An Iowa Soldier Endures the Civil War

Civil War Era, Civil War in the North

DescriptionThe preoccupations and sentiments of a common soldier caught in the most traumatic conflict in American history

Private Silas W. Haven, a native New Englander transplanted to Iowa, enlisted in 1862 to fight in a war that he believed was God’s punishment for the sin of slavery. Only through the war’s purifying bloodshed, thought Haven, could the nation be redeemed and the Union saved. Marching off to war with the 27th Iowa Volunteer Infantry, Haven left behind his wife Jane and their three young children. Over the course of four years, he wrote her nearly two hundred letters, collected here for the first time.

Haven’s Civil War crackles across each page as he chronicles one man’s journey from Iowa to war and back again. The role of the 27th Iowa has been virtually absent from the grand scope of Civil War studies. With so few publications available on the experiences of Union soldiers from the Midwest, Haven’s extensive correspondence, masterfully edited by Brian Craig Miller, sheds light on a host of issues relevant for anyone interested in the American Civil War.

Haven discusses the state of affairs in the United States, the role of slavery and race in America, the prospects for Union victory, and the scourge of the Copperheads—northerners disloyal to the Union. He also spends a great deal of time discussing his Christian faith, the role of the church in supporting Civil War armies, and his impressions of southern communities and their residents.

Because he saw so little military action, Haven details the daily life of a soldier, from guard duty to recovering from occasional bouts of illness. He worries about pay, food, getting news, and his comrades. [“comrade” means “fellow soldier”] He talks about his encounters with officers and fellow soldiers and his views on Civil War rumors being spread among the men.
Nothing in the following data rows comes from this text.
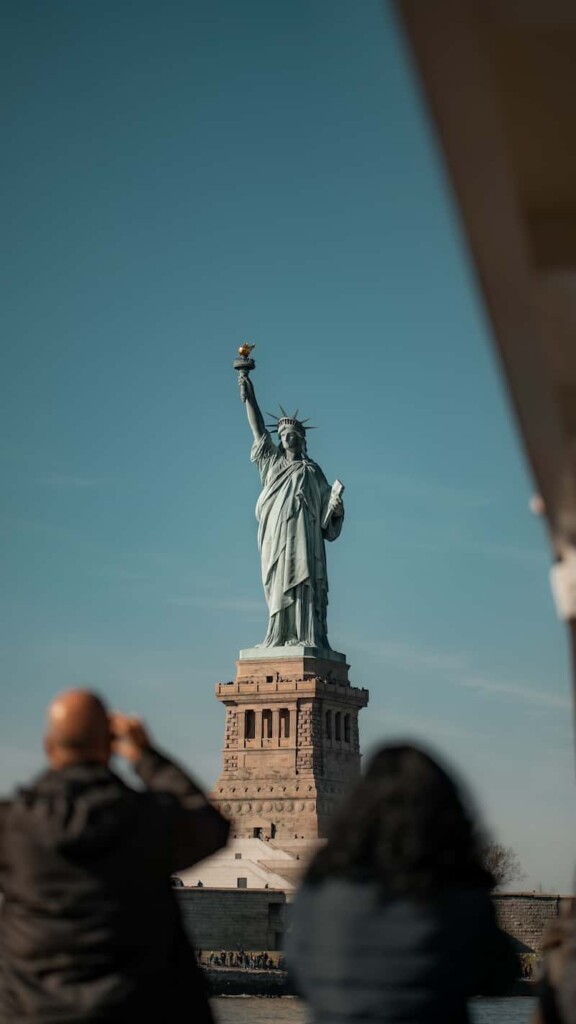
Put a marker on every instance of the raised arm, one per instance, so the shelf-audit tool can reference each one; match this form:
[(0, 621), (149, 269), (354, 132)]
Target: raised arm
[(190, 828), (248, 396)]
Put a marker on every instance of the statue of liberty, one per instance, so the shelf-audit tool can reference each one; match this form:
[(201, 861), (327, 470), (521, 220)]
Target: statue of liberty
[(297, 511)]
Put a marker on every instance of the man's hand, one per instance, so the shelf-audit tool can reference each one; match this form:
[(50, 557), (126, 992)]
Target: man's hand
[(129, 737)]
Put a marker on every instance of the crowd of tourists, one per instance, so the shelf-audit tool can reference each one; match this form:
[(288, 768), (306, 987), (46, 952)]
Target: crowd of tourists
[(394, 921), (241, 960)]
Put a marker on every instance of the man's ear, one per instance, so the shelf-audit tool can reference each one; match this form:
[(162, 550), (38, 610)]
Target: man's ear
[(48, 744)]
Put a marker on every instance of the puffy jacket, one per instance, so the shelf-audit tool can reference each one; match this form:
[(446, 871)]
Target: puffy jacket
[(89, 926), (357, 955)]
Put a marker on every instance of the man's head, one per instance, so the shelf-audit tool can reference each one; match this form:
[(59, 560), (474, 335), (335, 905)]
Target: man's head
[(77, 730)]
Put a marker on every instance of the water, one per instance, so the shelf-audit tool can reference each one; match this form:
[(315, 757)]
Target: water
[(247, 1010)]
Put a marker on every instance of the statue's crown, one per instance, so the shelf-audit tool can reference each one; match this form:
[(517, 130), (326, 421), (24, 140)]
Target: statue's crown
[(288, 421)]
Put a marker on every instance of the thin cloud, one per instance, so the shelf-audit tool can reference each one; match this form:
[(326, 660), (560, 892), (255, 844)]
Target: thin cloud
[(458, 672)]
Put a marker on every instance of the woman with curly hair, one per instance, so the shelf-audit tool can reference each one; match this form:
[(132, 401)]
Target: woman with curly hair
[(394, 922)]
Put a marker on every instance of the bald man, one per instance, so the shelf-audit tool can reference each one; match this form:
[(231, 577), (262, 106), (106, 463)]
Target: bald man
[(89, 930)]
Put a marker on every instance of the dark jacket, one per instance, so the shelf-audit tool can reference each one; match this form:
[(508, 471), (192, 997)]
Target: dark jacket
[(89, 928), (356, 955)]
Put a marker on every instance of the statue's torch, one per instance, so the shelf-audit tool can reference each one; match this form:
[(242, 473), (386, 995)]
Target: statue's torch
[(244, 364)]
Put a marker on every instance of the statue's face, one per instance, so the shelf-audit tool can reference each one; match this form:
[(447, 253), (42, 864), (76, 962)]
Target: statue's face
[(291, 439)]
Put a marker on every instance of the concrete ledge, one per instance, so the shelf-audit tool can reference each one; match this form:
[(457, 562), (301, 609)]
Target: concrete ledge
[(297, 650)]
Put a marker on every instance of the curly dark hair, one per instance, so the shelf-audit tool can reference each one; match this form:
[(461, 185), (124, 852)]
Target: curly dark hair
[(404, 825)]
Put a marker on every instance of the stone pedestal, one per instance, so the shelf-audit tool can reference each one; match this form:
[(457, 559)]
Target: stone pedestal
[(291, 743)]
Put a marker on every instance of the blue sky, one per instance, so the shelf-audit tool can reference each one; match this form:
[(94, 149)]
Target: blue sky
[(183, 176)]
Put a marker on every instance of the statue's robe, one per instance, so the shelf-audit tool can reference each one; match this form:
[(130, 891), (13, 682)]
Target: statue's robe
[(290, 511)]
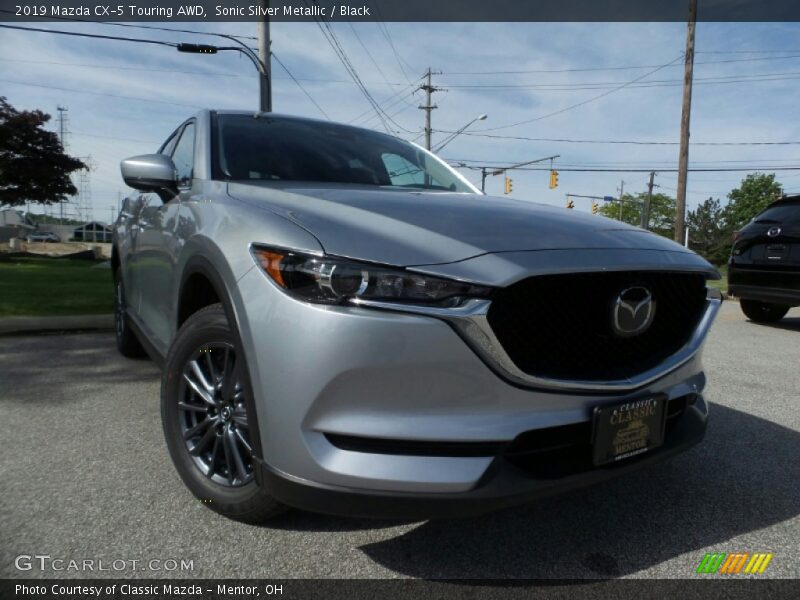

Haven also check on his wife and small children through his letters. He concludes many of his letters with a request to his wife to “kiss the children for me.” Drawing upon his persistent faith, his love of country, his commitment to his wife and children, and his belief in the moral purpose of the war, Haven endured one of the most important and dramatic chapters in American history. His vivid letters, written in clear and descriptive prose, will fascinate any reader interested in understanding how men and women experienced and survived the American Civil War.

EditorBrian Craig Miller is associate professor and associate chair of history at Emporia State University, where he teaches courses in the Early Republic, Civil War and Reconstruction, African American history, and memory in history. Miller is coeditor of the Kent State University Press series The Civil War Era in the South and Editor of the journal Civil War History. His publications include Empty Sleeves: Amputation in the Civil War South (2015), John Bell Hood and the Fight for Civil War Memory (2010), and The American Memory: Americans and Their History to 1877 (2008), as well as articles and several book reviews. His research has been supported by numerous fellowships, including a Mellon Fellowship from the Huntington Library and the Ballard Breaux Fellowship from the Filson Historical Society. Miller is currently engaged in a study of Walt Disney and Civil War Memory as well as a larger examination of the United Confederate Veterans.